Tuesday, November 24, 2015

A Holiday Toast

My holiday-season “party piece” is a song I call “The New Year’s Toast”. The chorus goes:

So we’ll fill up our glasses and drink once again
To peace on the earth and good will among men.

It was written by Peggy Seeger in 1960, and it’s dated in some ways. One is the non-gender-neutral language. And it offers the hope for “a world without fallout” from nuclear-weapons tests, which we have thankfully achieved.

But one of the main reasons I like it (apart from the conviviality and singability) is that it celebrates working people. There’s a verse each for construction workers, railroad workers, miners, farmers, writers and artists, and so on.

Who does that anymore? These days we celebrate executives, tycoons, innovators, and “entrepreneurs.” Steve Jobs, Bill Gates, Warren Buffett, Donald Trump, Lloyd Blankfein and people like them are our heroes. We’ve bought into the Austrian brand of economics that claims that economic growth comes from “disruptive innovation” rather than hard, persistent work, and that leadership gets the credit for everything that happens in a company.

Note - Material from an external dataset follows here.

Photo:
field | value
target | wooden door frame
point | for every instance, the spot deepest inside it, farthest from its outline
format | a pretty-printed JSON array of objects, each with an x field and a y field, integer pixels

Traditional economics teaches that economic growth comes from the process of specialization. As the extent of markets increases, the division of labor becomes finer, and workers become more and more specialized.  Technical innovation is part of the story, but happens mostly as greater specialization gives workers the opportunity to focus on narrower and narrower tasks, and develop new routines and new tools for addressing them. Economists pack a lot into the concept of “technology”, including things like the order in which things are done, or the way machines are laid out on the shop floor. Big breakthroughs are important, but they are rare, and don’t account for the bulk of growth. And there is a lot of hard work involved in applying breakthroughs to practical problems. Thomas Edison, a great innovator, said that it is “one percent inspiration, and ninety-nine percent perspiration.”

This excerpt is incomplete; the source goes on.